A statue of Delaware founding father Caesar Rodney faces an undefined future, once its stint as part of a display in DC for America’s semi-quincentennial ends.
The statue was removed from its location in Wilmington in 2020, along with a Christopher Columbus statue from Delaware Ave. They’re among numerous monuments removed between 2020-2021across the United States, during a nationwide reckoning with race and inequality, particularly following the murder of George Floyd.
The Caesar Rodney statue was in storage until April this year, when it was transported to DC by the National Parks Service.
It will be there for approximately six months, according to State Senator Eric Buckson (R-Dover South). He's led an effort to bring the statue out of storage since 2022 when he was a Kent County Levy Court commissioner.
“You can't hide from uncomfortable facts,” Buckson said. “You should run to the facts, you should tell the history and all its imperfections that ensures that the complete story is told.”
Rodney is a signee of the Declaration of Independence and is known for riding through the night of July 1, 1776, to cast the deciding vote declaring the U.S. independent from Great Britain. Rodney was also a slave owner, growing upon and later running the 849-acre Byfield plantation in Kent County, which ran on the labor of around 200 enslaved people.
Buckson said a group of officials from state agencies, the City of Wilmington, City of Dover, and Kent County government. have met to discuss possible locations over the last year, and Wilmington’s representatives are receptive to the statue being installed in another part of the state.
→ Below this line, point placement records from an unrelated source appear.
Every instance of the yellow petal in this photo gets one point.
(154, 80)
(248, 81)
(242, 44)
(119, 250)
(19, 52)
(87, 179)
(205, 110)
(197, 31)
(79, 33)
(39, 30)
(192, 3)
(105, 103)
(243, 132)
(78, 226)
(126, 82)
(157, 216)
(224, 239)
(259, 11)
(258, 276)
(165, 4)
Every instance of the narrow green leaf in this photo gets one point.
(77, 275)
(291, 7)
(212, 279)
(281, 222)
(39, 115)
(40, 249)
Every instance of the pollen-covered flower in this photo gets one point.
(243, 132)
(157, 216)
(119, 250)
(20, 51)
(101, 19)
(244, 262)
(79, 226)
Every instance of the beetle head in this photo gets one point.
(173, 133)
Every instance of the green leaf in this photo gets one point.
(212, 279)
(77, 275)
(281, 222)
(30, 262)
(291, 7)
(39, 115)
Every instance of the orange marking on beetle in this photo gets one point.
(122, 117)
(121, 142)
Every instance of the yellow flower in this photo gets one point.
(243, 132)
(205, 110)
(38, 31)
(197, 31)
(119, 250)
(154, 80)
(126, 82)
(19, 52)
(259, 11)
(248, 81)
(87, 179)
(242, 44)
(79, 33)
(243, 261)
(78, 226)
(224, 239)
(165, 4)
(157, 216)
But the group has not been granted official authority. Buckson introduced a resolution on the issue which was put on hold last year.
Along with the group to decide on a possible location, Buckson thinks there should be a second group, “that can best decide how to display the history, because it's going to be important that you tell the historical significance of Caesar Rodney in all his imperfections, and that must include slavery, slave ownership, and what it meant back then.”
Buckson’s suggested in front of Legislative Hall in Dover as a possible location for the statue. But he said location and display should be up to designated groups.
"The committee....would be tasked with deciding that. I know there's others who would like to see it in different locations, whether it's in Kent County or somewhere else in the state," said Buckson. "I think the decision to put it back in Wilmington and Rodney Square is a decision that's already been made that that's not going to happen. So, let's move forward.
Gov. Matt Meyer said in interviews earlier this year that he is not against the Caesar Rodney statue’s public display in Delaware, so long as it includes an equitable description and context of his place in history.
Community and City Council discussion in Wilmington re-emerged this year on the Columbus statue. Plans for its display have not been announced.